Multidrug transcription regulator AcrR from Salmonella enterica subsp. enterica serovar Typhimurium str. LT2 belongs to the tetracycline repressor family, one of the largest groups of bacterial transcription factors. The crystal structure of dimeric AcrR was determined and refined to 1.56 angstrom resolution. The tertiary and quaternary structures of AcrR are similar to those of its homologs. The multidrug binding site was identified based on structural alignment with homologous proteins and has a di(hydroxyethyl)ether molecule bound. Residues from helices alpha 4 and alpha 7 shape the entry into this binding site.
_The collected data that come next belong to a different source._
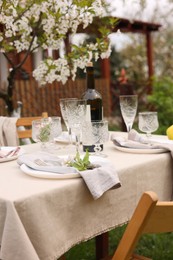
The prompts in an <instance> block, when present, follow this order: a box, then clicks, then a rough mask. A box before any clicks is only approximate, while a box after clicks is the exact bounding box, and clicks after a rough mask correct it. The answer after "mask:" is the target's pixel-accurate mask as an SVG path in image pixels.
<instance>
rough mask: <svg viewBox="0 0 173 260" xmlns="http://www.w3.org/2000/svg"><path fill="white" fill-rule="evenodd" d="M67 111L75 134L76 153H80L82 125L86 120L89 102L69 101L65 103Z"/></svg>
mask: <svg viewBox="0 0 173 260" xmlns="http://www.w3.org/2000/svg"><path fill="white" fill-rule="evenodd" d="M65 111H66V115H67V120H68V124H69V127H70V128H71V130H72V133H74V134H75V139H76V140H75V145H76V152H78V151H79V147H80V136H81V130H82V129H81V128H82V123H83V122H84V120H85V118H86V112H87V101H86V100H83V99H74V100H72V99H71V100H67V101H66V102H65Z"/></svg>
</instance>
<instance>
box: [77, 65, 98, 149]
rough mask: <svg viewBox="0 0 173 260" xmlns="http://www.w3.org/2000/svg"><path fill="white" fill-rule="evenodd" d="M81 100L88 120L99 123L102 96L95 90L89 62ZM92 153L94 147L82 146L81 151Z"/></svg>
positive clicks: (91, 72)
mask: <svg viewBox="0 0 173 260" xmlns="http://www.w3.org/2000/svg"><path fill="white" fill-rule="evenodd" d="M82 99H85V100H87V112H88V114H89V118H90V119H88V120H91V121H101V120H102V114H103V112H102V96H101V94H100V93H99V92H98V91H97V90H96V89H95V78H94V67H93V63H92V62H89V63H88V64H87V66H86V91H85V92H84V93H83V95H82ZM101 147H102V149H103V146H101ZM86 149H87V150H88V151H89V152H94V145H83V150H84V151H86Z"/></svg>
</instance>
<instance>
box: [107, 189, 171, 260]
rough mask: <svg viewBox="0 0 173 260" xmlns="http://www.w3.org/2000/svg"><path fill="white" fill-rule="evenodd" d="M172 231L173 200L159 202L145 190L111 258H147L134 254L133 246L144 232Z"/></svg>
mask: <svg viewBox="0 0 173 260" xmlns="http://www.w3.org/2000/svg"><path fill="white" fill-rule="evenodd" d="M172 231H173V202H160V201H158V197H157V195H156V194H155V193H154V192H151V191H149V192H145V193H144V194H143V195H142V197H141V199H140V201H139V203H138V205H137V207H136V209H135V211H134V213H133V216H132V218H131V220H130V222H129V224H128V225H127V228H126V230H125V232H124V234H123V237H122V239H121V241H120V243H119V245H118V247H117V249H116V252H115V253H114V255H113V257H112V258H106V259H112V260H132V259H136V260H137V259H140V260H147V259H150V258H147V257H143V256H139V255H134V254H133V252H134V249H135V246H136V244H137V242H138V240H139V239H140V237H141V236H142V234H145V233H164V232H172Z"/></svg>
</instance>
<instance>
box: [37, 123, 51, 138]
mask: <svg viewBox="0 0 173 260" xmlns="http://www.w3.org/2000/svg"><path fill="white" fill-rule="evenodd" d="M50 131H51V126H50V124H46V125H45V126H43V127H42V128H41V130H40V134H39V139H40V141H41V142H48V141H49V137H50Z"/></svg>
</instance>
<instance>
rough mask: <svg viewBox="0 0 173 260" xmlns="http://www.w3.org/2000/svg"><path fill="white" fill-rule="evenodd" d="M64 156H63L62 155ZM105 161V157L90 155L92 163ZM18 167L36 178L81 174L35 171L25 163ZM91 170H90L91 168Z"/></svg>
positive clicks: (54, 178)
mask: <svg viewBox="0 0 173 260" xmlns="http://www.w3.org/2000/svg"><path fill="white" fill-rule="evenodd" d="M62 157H63V158H64V156H62ZM100 161H101V162H106V161H107V159H105V158H101V160H100V158H99V157H96V156H91V157H90V162H92V163H98V164H99V162H100ZM20 169H21V170H22V172H24V173H26V174H27V175H30V176H33V177H37V178H44V179H73V178H80V177H81V175H80V174H79V173H64V174H58V173H53V172H45V171H37V170H33V169H31V168H30V167H28V166H27V165H25V164H22V165H21V166H20ZM91 171H92V170H91Z"/></svg>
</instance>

The structure of AcrR reveals that the extended helical conformation of helix alpha 4 is stabilized by the hydrogen bond between Glu67 (helix alpha 4) and Gln130 (helix alpha 7). Based on the structural comparison with the closest homolog structure, the Escherichia coli AcrR, we propose that this hydrogen bond is responsible for control of the loop-to-helix transition within helix alpha 4. This local conformational switch of helix alpha 4 may be a key step in accessing the multidrug binding site and securing ligands at the binding site. Solution small molecule binding studies suggest that AcrR binds ligands with their core chemical structure resembling the tetracyclic ring of cholesterol. (C) 2016 Published by Elsevier Inc.